I'm a musician and I read written music. But I can improvise as well and, on the whole, would prefer not to be bothered with notation. Alas, I can't avoid it. For one thing, I've often performed in situations where I had to read music. Beyond that, I've also written some music, and so had to struggle with the practical difficulty of figuring out just how to notate the music.
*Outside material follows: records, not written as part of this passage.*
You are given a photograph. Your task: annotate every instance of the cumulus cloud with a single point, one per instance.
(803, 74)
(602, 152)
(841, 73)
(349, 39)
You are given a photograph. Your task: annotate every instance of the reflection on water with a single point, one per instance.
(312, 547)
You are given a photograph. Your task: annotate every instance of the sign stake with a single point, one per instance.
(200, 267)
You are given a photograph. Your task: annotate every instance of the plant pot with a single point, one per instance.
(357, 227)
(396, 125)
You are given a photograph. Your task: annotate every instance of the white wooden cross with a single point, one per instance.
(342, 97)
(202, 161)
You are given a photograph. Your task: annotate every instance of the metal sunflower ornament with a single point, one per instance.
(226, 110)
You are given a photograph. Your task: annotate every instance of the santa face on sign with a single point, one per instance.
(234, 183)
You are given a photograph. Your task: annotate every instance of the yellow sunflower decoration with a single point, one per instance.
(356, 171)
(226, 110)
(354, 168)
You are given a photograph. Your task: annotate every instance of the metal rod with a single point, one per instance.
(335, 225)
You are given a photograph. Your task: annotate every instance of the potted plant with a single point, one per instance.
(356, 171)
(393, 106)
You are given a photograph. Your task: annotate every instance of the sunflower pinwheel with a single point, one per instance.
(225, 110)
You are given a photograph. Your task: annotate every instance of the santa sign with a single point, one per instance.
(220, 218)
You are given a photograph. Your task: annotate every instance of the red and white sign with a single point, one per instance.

Beyond even that, I know quite about about cognition and perception, so I'm interested in the perceptual, cognitive, and neuro-psychology of the problem. This video gets into those issues when it discusses the practical problems presented by various notation conventions, but doesn't discuss them in the terminology of the relevant psychology disciplines. That's fine. I have no complaint on that score. But, as I listen to the video, I'm translating it into those terms, and that's what I find fascinating. One could write a book about that, and perhaps someone will do so one day.

From the YouTube page:

921,423 views Nov 3, 2023

Many people feel that western notation makes it unnecessarily hard to read music. If we want to sight read, learn music theory or just practice an instrument, surely there's a better way? Right? This has been a hot topic for almost 1000 years... AND I PUT IT TO BED RIGHT HERE!

00:00 - Setting the stage*
09:26 - Notation must die INTRO!
15:12 - Ancient Greek notation
19:40 - The history of western notation
31:57 - Chromatic staves
36:15 - The piano roll
42:54 - Clefs (and resistance to change)
44:42 - Muto method
46:45 - Notation & the aristocracy
48:25 - Tablature
51:40 - Guitar Hero
52:51 - Klavarskribo
54:08 - Other types of keyboard notation
55:47 - Musitude!
1:01:18 - Dodeca
1:03:01 - Accessibility
1:04:31 - Farbige Noten
1:06:49 - Jullian Carrillo's system
1:08:26 - The best of the rest
1:11:52 - Where can we go from here?

*Note: This opening section is about chess notation. It serves to introduce the problem of notation, though we aren't told that at the beginning. Unless chess notation actually interests you, you might want to skip over this.

1 comment:

  1. Learning the notation of medieval Japanese noh music was fascinating. So much was suggested rather than pinpointed.